Mammals
Kingdom: Animalia
Phylum: Chordata
Class: Mammalia
Mammals are characterised by a number of features not shared by other animals: females have modified sweat glands which produce milk to feed their offspring; hair (although cetaceans only have hair in the foetal stage) and three tiny bones that transmit sound waves across the middle ear.
All mammals except for monotremes give birth to live young. Monotremes, which include echidnas and duck-billed platypuses, lay eggs. Mammals are warm-blooded, meaning that they are able to regulate their internal body temperature.
There are about 5,000 species of mammals and 2.5 per cent of these are marine. At least three orders include species which spend the majority, if not all, of their lives in water: cetaceans (whales, dolphins and porpoises), carnivores (pinnipeds - seals, sea lions and fur seals - and otters) and sirenians (mantatees and dugongs).

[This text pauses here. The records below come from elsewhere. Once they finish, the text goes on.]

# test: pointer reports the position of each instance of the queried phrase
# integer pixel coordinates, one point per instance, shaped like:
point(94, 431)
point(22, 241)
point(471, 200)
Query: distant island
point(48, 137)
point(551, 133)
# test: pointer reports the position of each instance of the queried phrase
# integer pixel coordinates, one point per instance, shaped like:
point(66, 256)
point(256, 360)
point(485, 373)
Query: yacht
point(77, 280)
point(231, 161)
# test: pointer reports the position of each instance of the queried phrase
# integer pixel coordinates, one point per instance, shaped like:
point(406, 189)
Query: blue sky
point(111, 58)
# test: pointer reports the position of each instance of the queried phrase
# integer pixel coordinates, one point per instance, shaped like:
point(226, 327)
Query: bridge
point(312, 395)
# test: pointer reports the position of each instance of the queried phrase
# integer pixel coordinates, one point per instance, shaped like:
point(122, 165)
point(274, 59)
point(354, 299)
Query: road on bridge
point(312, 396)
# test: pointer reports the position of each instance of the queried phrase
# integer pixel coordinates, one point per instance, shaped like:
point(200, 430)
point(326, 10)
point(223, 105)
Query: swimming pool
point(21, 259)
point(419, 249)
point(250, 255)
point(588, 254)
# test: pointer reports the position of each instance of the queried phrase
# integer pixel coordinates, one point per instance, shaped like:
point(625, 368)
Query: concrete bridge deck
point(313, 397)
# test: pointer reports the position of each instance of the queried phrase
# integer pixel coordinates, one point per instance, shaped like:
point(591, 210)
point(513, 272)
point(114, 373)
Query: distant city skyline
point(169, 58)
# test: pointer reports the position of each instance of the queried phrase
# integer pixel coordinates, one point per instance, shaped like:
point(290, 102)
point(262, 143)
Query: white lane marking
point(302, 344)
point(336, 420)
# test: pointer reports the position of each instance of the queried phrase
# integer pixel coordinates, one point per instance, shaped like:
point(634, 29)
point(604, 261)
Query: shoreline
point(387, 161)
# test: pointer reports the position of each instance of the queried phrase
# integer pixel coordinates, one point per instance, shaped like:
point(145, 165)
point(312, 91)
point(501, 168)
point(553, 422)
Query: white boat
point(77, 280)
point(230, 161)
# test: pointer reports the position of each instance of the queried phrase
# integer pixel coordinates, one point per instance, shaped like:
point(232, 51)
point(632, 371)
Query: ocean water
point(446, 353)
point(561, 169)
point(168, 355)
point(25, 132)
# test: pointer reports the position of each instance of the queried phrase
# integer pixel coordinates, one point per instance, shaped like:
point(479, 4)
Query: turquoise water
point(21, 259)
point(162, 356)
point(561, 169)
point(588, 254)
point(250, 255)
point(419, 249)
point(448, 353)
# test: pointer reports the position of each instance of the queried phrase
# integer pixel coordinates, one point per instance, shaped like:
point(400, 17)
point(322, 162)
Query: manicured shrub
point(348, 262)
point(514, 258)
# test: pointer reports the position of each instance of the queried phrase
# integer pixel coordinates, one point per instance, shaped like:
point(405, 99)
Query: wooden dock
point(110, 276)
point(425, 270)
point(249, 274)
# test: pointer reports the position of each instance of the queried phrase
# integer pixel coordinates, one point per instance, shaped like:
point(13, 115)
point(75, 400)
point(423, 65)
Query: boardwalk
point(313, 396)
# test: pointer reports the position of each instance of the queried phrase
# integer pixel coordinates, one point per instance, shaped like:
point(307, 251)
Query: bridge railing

There are about 78 species of cetaceans. They are wholly aquatic, and are superbly adapted to an environment usually hostile to mammals and thus are able to breathe air, maintain a constant body temperature and bear live young which are then nursed. They are divided into two main subgroups, Mysticeti and Odontoceti, based on their feeding apparatus. Mysticeti are the filter-feeding baleen whales. Odontoceti have teeth and include some whales and all dolphins and porpoises.
Pinnipeds are aquatic mammals that spend some of their time on land, particularly for breeding. There are 33 pinniped species which include Phocoidea, the true seals, and Otarioidea, amongst which are the fur seals, sea lions and walruses. They have characteristic webbed feet which enables them to move on land and in the water.